Mon ami Tarik au café de la cinémathèque Rif 2010

 

J’ai connu cet homme, chétif comme un miroir, étrange comme un logis sans mémoire, il se plaisait à dire qu’il n’était cohérent que lorsqu’il demandait son chemin. Me voilà donc bien averti. Sa démarche raide sans être hautaine lui donnait dans sa blancheur, l’aspect d’une asperge longtemps mûrie dans les profondeurs du sol. Il semble diviniser le mépris à l’égard des moines cybermarketeurs vivant en communauté. Ces cénobites, comme il aime à les appeler, sont des poux qui vous rongent le cuir chevelu de dedans en usant de leurs principes civilisateurs s’acharnant à ce que vous n’ayez point de promiscuité avec la contrainte pour que vous n’élaboriez jamais vos moyens de résistance, rester brancher, liberté velléité impéritie c’est leurs devise tout cela ! Ils veulent savoir tout de toi, te mettre à nu, et lui la nudité il en a horreur, car voyez vous me dit il, moi j’ai des complexes et croyez moi c’est bon un complexe ça donne plus d’humanité à ton sujet, une bonne intrigue sincère et moins affectée.   Et quoi encore lui répondis-je, chacun fait le choix de la vie factieuse qu’il désir et la peuple d’acteurs espiègles à sa mesure  prêts à vous jeter dans les rimes les plus insensées.

 

Son opium à lui c’était de sortir quand tout est fermé, lorsque la nuit avait définitivement vomi les insomniaques, desservi le relent de bière des yeux obèses et grivois.
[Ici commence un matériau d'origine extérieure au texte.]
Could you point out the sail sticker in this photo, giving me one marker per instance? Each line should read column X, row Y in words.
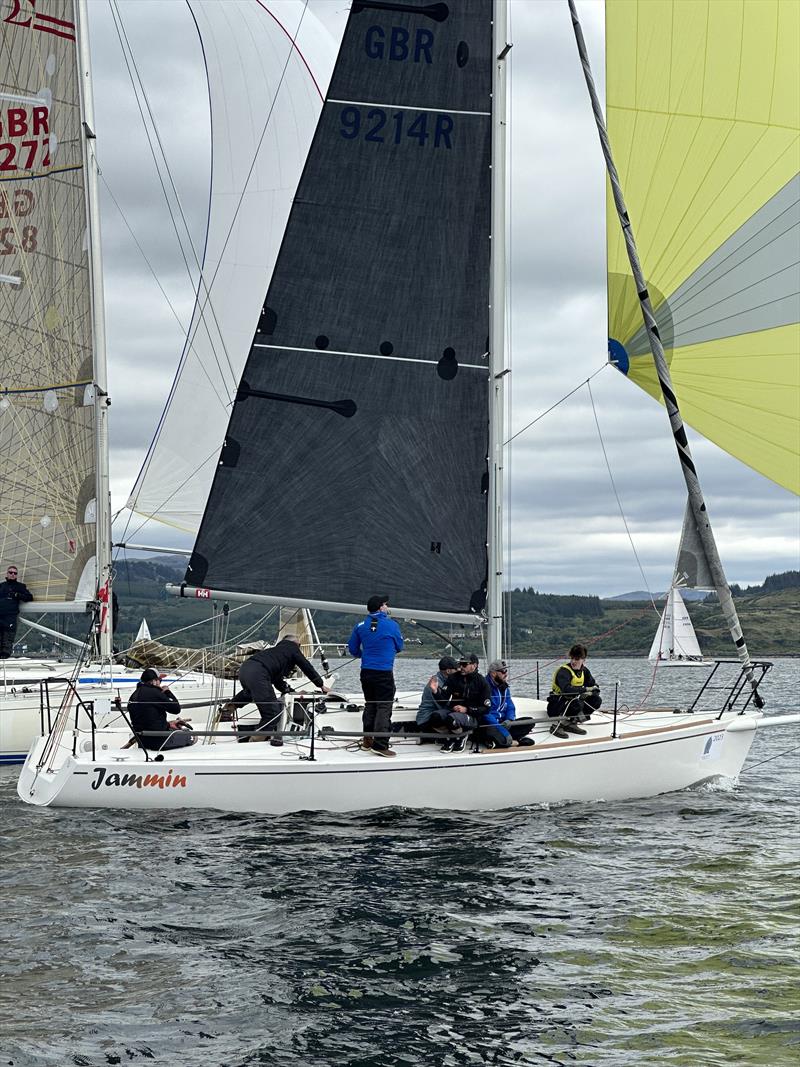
column 25, row 15
column 713, row 746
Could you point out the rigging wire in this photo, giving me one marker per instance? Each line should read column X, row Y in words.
column 617, row 495
column 556, row 404
column 139, row 89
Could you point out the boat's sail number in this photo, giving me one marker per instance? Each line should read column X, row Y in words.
column 25, row 139
column 419, row 128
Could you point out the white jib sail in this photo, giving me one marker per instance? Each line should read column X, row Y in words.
column 268, row 67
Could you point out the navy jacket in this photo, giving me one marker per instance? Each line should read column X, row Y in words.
column 12, row 594
column 377, row 641
column 501, row 709
column 470, row 690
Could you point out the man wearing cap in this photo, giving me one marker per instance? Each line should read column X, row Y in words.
column 499, row 728
column 148, row 706
column 574, row 694
column 376, row 641
column 12, row 594
column 468, row 698
column 433, row 706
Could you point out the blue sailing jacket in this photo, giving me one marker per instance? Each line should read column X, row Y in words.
column 377, row 641
column 502, row 709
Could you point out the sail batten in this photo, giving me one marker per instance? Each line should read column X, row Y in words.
column 341, row 476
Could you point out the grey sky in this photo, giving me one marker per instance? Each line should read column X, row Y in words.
column 565, row 530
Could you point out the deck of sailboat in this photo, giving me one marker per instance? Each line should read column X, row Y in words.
column 340, row 749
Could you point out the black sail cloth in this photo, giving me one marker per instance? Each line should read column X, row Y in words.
column 355, row 457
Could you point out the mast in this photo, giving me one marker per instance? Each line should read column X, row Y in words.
column 497, row 368
column 101, row 401
column 697, row 504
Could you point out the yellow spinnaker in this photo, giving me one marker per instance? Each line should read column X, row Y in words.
column 703, row 101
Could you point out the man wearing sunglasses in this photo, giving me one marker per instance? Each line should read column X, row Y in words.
column 12, row 594
column 499, row 730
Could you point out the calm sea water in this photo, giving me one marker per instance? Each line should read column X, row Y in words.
column 658, row 932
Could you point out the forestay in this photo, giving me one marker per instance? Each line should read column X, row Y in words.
column 47, row 449
column 355, row 459
column 704, row 116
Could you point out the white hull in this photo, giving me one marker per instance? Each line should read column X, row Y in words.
column 656, row 752
column 21, row 718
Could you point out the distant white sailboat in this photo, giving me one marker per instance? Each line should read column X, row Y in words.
column 675, row 643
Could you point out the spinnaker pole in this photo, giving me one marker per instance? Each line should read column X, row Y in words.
column 697, row 503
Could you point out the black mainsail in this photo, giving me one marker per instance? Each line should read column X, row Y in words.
column 356, row 454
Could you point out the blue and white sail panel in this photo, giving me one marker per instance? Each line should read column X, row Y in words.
column 355, row 459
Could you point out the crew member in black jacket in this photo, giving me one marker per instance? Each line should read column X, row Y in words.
column 266, row 671
column 468, row 698
column 12, row 594
column 148, row 706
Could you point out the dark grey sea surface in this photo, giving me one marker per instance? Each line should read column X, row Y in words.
column 653, row 932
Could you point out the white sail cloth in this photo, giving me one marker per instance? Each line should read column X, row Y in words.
column 268, row 66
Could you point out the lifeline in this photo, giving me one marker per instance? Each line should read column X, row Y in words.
column 162, row 781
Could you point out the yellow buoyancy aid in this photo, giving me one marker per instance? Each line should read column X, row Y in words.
column 576, row 681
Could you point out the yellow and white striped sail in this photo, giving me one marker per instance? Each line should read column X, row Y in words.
column 47, row 454
column 703, row 101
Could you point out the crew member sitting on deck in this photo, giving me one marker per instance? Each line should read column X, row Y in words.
column 574, row 695
column 499, row 728
column 468, row 698
column 148, row 706
column 433, row 706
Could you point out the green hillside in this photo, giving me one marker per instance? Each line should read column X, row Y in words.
column 538, row 623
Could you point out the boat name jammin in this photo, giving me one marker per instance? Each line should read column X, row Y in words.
column 169, row 780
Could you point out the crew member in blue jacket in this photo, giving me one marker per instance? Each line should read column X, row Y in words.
column 12, row 594
column 377, row 641
column 500, row 730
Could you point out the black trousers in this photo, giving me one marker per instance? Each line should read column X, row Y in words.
column 572, row 705
column 255, row 679
column 379, row 695
column 501, row 739
column 8, row 633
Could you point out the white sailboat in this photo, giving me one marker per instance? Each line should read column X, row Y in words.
column 374, row 321
column 53, row 443
column 675, row 642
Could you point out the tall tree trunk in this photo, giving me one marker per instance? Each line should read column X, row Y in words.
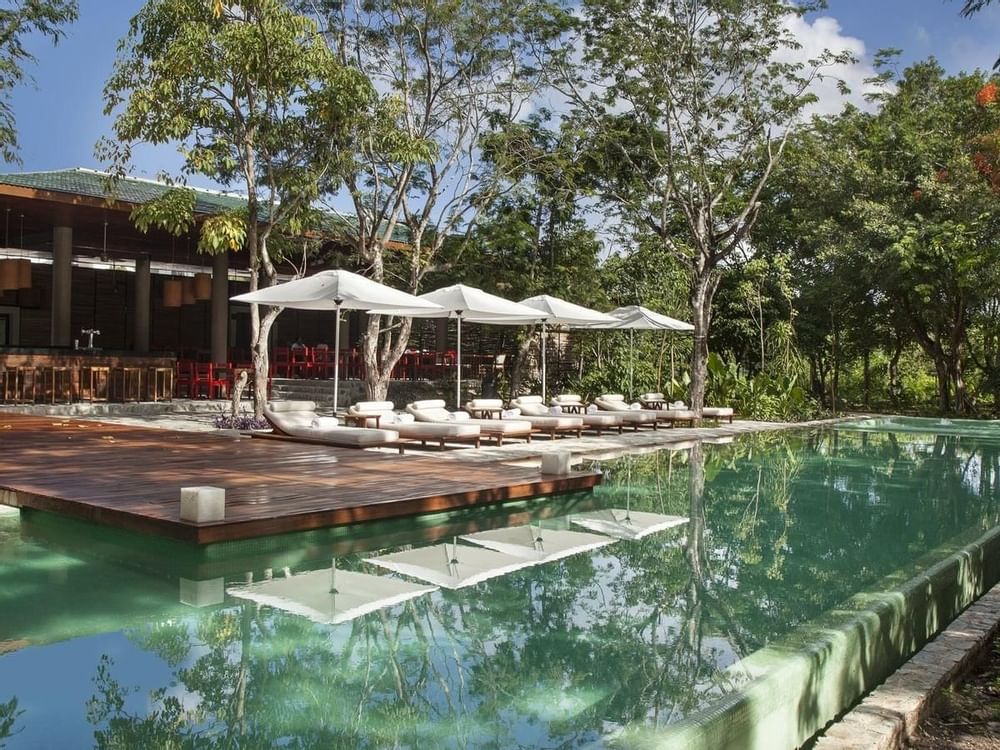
column 895, row 386
column 703, row 287
column 867, row 377
column 944, row 384
column 261, row 361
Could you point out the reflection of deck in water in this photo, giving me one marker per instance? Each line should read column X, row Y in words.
column 131, row 477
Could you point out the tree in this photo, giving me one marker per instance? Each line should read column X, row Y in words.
column 452, row 74
column 20, row 18
column 691, row 103
column 253, row 98
column 930, row 207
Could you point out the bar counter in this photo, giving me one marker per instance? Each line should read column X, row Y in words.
column 64, row 375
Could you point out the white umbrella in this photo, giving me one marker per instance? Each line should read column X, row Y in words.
column 451, row 566
column 474, row 305
column 335, row 290
column 637, row 317
column 330, row 596
column 624, row 523
column 560, row 312
column 536, row 543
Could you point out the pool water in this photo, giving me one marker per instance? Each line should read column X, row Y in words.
column 113, row 640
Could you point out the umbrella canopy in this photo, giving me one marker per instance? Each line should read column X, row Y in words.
column 452, row 566
column 473, row 305
column 330, row 596
column 637, row 317
column 536, row 543
column 334, row 290
column 625, row 524
column 559, row 312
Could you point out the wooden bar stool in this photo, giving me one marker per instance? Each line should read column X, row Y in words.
column 26, row 384
column 95, row 383
column 160, row 383
column 126, row 384
column 57, row 386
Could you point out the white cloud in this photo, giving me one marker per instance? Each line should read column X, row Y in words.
column 822, row 34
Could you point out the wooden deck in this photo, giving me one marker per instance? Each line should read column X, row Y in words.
column 130, row 477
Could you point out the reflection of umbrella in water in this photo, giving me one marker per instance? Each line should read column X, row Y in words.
column 536, row 543
column 452, row 566
column 330, row 596
column 623, row 523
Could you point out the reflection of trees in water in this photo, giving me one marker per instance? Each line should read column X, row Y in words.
column 9, row 712
column 635, row 633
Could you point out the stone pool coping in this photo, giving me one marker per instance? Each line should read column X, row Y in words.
column 794, row 687
column 891, row 714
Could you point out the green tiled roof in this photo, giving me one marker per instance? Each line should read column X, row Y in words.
column 94, row 184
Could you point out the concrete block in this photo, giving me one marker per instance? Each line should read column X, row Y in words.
column 557, row 462
column 203, row 504
column 202, row 593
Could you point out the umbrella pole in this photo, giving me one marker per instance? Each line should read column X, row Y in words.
column 336, row 359
column 458, row 365
column 631, row 364
column 543, row 362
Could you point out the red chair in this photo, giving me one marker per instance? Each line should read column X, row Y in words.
column 184, row 379
column 300, row 365
column 322, row 361
column 281, row 362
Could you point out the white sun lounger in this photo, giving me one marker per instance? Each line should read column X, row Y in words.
column 366, row 412
column 615, row 403
column 533, row 406
column 298, row 419
column 433, row 410
column 681, row 412
column 549, row 423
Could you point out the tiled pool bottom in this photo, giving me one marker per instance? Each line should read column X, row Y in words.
column 610, row 645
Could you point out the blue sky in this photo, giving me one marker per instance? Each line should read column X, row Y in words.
column 61, row 118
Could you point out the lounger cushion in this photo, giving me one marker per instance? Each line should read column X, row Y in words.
column 279, row 407
column 532, row 406
column 717, row 411
column 290, row 418
column 566, row 398
column 555, row 423
column 527, row 400
column 485, row 403
column 678, row 414
column 436, row 430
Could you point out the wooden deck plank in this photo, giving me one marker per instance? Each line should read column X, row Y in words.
column 130, row 477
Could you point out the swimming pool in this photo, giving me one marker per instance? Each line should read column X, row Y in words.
column 645, row 605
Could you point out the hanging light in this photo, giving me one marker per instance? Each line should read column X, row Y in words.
column 173, row 293
column 187, row 291
column 9, row 274
column 23, row 273
column 202, row 286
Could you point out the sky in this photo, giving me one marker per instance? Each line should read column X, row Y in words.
column 61, row 117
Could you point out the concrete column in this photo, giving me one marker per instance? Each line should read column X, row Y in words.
column 142, row 301
column 62, row 285
column 440, row 334
column 220, row 307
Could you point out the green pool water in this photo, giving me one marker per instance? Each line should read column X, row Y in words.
column 118, row 641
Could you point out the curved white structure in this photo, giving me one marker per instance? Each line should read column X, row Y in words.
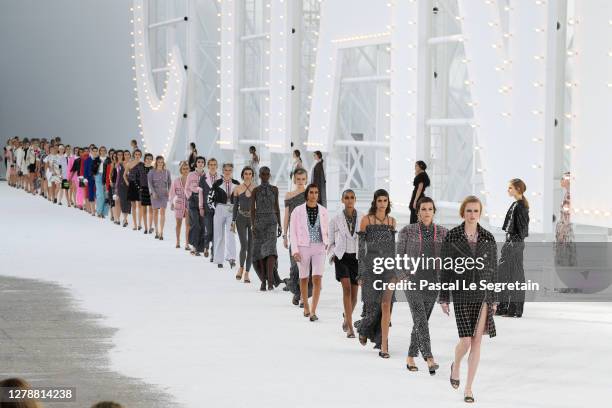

Il aimait à sentir alors ce silence, ce veston noir qui sied à la nuit pourvoyeuse de sa lumière. Quand il s’approche de la mer il devient matelot mutin qui ne veut plus repartir. Y a-t-il quelque chose à l’horizon qui ne soit pas encore ici ? Me dit- il. Je ne réponds pas et demeure silencieux. Ses yeux restaient alors à quai pour se goinfrer des collines  et du seuil de la mer.

 

Le roucoulement des galets, sous les franges claires des eaux azurées, le plongeait dans une sorte de syncope ondoyante. Son calme soudain m’étonna mais je me dissuadais de l’en ramener. Il aime à être fugitif dans la ville aux versants colorés d’exode. Je sais qu’il avait décidé il y a longtemps de partir en faisant le choix de rester. Son amour pour sa terre était profondément ancré dans son âme. Il y a des lieux d’où on ne part jamais, des traces géographiques damnées par le recommencement.

 

Les pieds mêlés à l’écriture marine, il chevauchait déjà les chemins de traverse qui mènent au confident horizon là où vitupèrent les poètes et les voyageurs chamarrés de mythes. Il était l’hôte du moment, l’instant où la  pierre repose sur la pierre, diaprée par le reflet d’un rire de lumière. Quand il revint à lui, il jeta par la seule force de son être tout son orgueil et du revers de la main fit signe aux vagues de s’éloigner puis, à chaque retrait de la mer il se baissait, les mains appuyées sur ses genoux pour déchiffrer, tel un géomancien, l’inscription des vaguelettes de sable sculptées par les marées.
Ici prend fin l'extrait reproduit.